Learn to Think Like a Buyer
You’ve built a great business with love and care. It has grown larger than you’d ever imagined,
and generates a nice profit that has allowed you and your family to live comfortably. Now
you’re ready to sell. You assume there’s a buyer out there who will pay you a fair price and
then nurture the company with the same attention you have. What’s more, selling the business
is a major part of your retirement plan.
Needless to say, buyers look at businesses differently than sellers. So to achieve the outcome
you want, it’s important to think like buyers and understand how they evaluate a business.
What Buyers Look For
There are many types of buyers: strategic and financial, individuals, companies, and private
equity funds. Despite differences, all buyers consider how much they’ll invest to acquire a
business, the amount of risk they’ll bear and the potential return on their investment. To
evaluate an opportunity, buyers focus on three major areas:
1. Cost and Terms.
What will it take to acquire the business? How much cash and how
much debt? What are the deal’s terms and conditions?
We’ll focus on one standout issue: the amount of cash required to make the deal.
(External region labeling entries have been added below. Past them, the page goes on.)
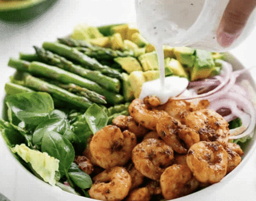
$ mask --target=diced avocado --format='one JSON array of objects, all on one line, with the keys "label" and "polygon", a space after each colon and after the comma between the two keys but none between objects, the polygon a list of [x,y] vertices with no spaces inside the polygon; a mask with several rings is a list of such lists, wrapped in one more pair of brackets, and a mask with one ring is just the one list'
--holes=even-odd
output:
[{"label": "diced avocado", "polygon": [[142,66],[143,71],[159,70],[158,60],[156,51],[141,55],[138,59]]},{"label": "diced avocado", "polygon": [[164,55],[165,58],[167,58],[168,57],[170,58],[173,58],[175,57],[174,50],[174,48],[172,47],[170,47],[168,45],[163,45],[163,49],[164,50]]},{"label": "diced avocado", "polygon": [[145,49],[146,53],[152,52],[156,51],[156,48],[155,46],[150,43],[146,45]]},{"label": "diced avocado", "polygon": [[[172,71],[175,75],[178,75],[180,77],[188,78],[188,75],[183,67],[182,65],[173,58],[167,58],[164,60],[165,68],[169,69]],[[165,70],[166,71],[166,70]]]},{"label": "diced avocado", "polygon": [[128,81],[131,85],[131,87],[133,91],[133,94],[135,98],[138,98],[141,92],[141,87],[145,82],[145,78],[141,71],[132,72],[129,75]]},{"label": "diced avocado", "polygon": [[119,33],[116,33],[110,36],[111,46],[113,50],[124,50],[124,43]]},{"label": "diced avocado", "polygon": [[120,23],[120,24],[113,24],[113,25],[103,25],[100,27],[98,27],[98,29],[104,36],[109,36],[113,34],[112,29],[113,27],[118,26],[119,25],[125,25],[125,23]]},{"label": "diced avocado", "polygon": [[119,63],[122,68],[125,70],[129,74],[132,71],[136,70],[142,70],[140,62],[137,59],[132,57],[117,57],[114,60]]},{"label": "diced avocado", "polygon": [[190,80],[194,81],[199,79],[209,77],[214,71],[218,71],[219,67],[216,68],[211,52],[197,49],[196,59],[190,71]]},{"label": "diced avocado", "polygon": [[74,39],[87,40],[103,37],[98,28],[86,23],[79,24],[75,26],[71,37]]},{"label": "diced avocado", "polygon": [[195,49],[187,47],[174,47],[173,53],[182,65],[186,65],[188,67],[193,66],[196,56],[195,55]]},{"label": "diced avocado", "polygon": [[143,47],[148,43],[147,40],[138,33],[132,34],[130,40],[137,44],[139,47]]},{"label": "diced avocado", "polygon": [[160,73],[159,70],[148,70],[147,71],[143,72],[143,75],[145,78],[145,81],[147,82],[159,78]]},{"label": "diced avocado", "polygon": [[110,47],[110,39],[109,37],[104,36],[100,38],[91,39],[90,42],[93,45],[102,47]]},{"label": "diced avocado", "polygon": [[124,46],[126,49],[134,50],[139,48],[138,45],[130,40],[124,40]]},{"label": "diced avocado", "polygon": [[134,33],[139,33],[139,30],[137,28],[129,27],[127,30],[126,39],[131,41],[132,36]]},{"label": "diced avocado", "polygon": [[138,57],[141,55],[144,54],[146,53],[146,48],[145,47],[140,47],[137,48],[137,49],[133,50],[134,52],[134,55],[136,57]]},{"label": "diced avocado", "polygon": [[57,0],[0,1],[0,19],[24,22],[43,14]]},{"label": "diced avocado", "polygon": [[119,33],[121,35],[122,39],[124,40],[126,38],[127,32],[129,28],[128,24],[123,24],[112,27],[111,28],[111,32],[113,34],[116,33]]},{"label": "diced avocado", "polygon": [[129,75],[127,73],[123,73],[123,95],[125,102],[131,101],[134,98],[133,91],[132,91],[131,84],[128,80]]}]

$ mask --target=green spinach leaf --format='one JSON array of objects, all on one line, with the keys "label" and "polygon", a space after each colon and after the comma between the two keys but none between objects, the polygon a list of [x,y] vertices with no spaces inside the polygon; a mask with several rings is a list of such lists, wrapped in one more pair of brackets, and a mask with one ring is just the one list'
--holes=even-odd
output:
[{"label": "green spinach leaf", "polygon": [[0,119],[0,132],[9,147],[15,147],[16,144],[20,144],[26,141],[25,138],[20,131],[11,123],[2,119]]},{"label": "green spinach leaf", "polygon": [[68,170],[75,159],[75,150],[71,142],[55,132],[48,131],[43,137],[41,148],[42,152],[60,160],[61,176],[67,175]]},{"label": "green spinach leaf", "polygon": [[90,188],[92,185],[91,177],[80,170],[75,163],[71,164],[68,174],[76,185],[82,189]]},{"label": "green spinach leaf", "polygon": [[6,102],[19,119],[26,124],[37,125],[49,118],[54,109],[51,95],[45,92],[21,93],[8,96]]},{"label": "green spinach leaf", "polygon": [[71,126],[66,119],[53,118],[42,122],[36,128],[33,133],[33,144],[40,144],[45,133],[47,133],[48,131],[56,132],[63,135],[71,143],[76,140],[76,135],[71,131]]},{"label": "green spinach leaf", "polygon": [[107,125],[108,117],[102,108],[95,103],[92,104],[84,114],[89,127],[95,134]]}]

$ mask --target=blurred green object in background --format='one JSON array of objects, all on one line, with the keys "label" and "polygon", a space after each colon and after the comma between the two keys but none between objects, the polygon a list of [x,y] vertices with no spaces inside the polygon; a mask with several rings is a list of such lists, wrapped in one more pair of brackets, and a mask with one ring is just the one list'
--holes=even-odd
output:
[{"label": "blurred green object in background", "polygon": [[57,0],[0,0],[0,20],[24,22],[42,14]]}]

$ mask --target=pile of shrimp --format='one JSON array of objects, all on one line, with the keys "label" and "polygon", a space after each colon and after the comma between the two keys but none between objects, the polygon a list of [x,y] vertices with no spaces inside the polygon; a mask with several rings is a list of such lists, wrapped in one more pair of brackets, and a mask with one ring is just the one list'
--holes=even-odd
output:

By
decreasing the cash requirement and increasing the acceptable debt portion, a seller can
make its’ company more attractive and perhaps even increase its’ selling price.
The biggest fact directly affecting a deal’s attractiveness is the asset base. Simply put,
the more the buyer can borrow against (or for post-transaction capital), the less cash it
needs upfront. As collateral, banks usually accept land, buildings, equipment, inventory
and accounts receivable. Many entrepreneurs have purchased the land their business
resides on and leased it to the company. An often unanticipated side effect is that this
structure reduces the company’s asset base, thereby decreasing the amount of debt
leverage the seller can obtain.
Another way sellers can reduce the buyer’s initial cash requirement is by accepting part
of the purchase price over time. Commonly known as “seller paper”, this can do a great
deal to lubricate the sale.
2. Continuity.
Will the business continue to operate similarly after the sale? Much of the
risk of buying a company relates to continuity. For example:
- The current owner has personal relationship with customers, distributors or vendors
that the new owners may have to struggle to maintain,
- The owner has special expertise that is undocumented and difficult to learn,
- Key personnel aren’t committed to staying, or
- Offshore competition looms.
Sellers armed with sold responses to these types of continuity concerns are more likely
to get their desired price. Even if you don’t want to sell your business for a few years,
take steps now to ensure it can run smoothly without your personal involvement. That
independence could be worth millions when you sell.
3. Growth.
Are there unexploited opportunities? You may have focused your sales efforts
in one geographic region, but there may be many opportunities to take the product
national or international. A buyer that believes it can increase revenues substantially will
pay more for the business than one that believes the current owners have already
maximized opportunities.
What Sellers Should Do
It may seem counterintuitive, but the things you may be most proud of can work against
getting the best price for your company. Not many entrepreneurs like to boast that their
company could run just fine without them or that there are plenty of opportunities they’ve failed
to exploit. Yet these may be the very factors buyers seek, along with lower cash requirements.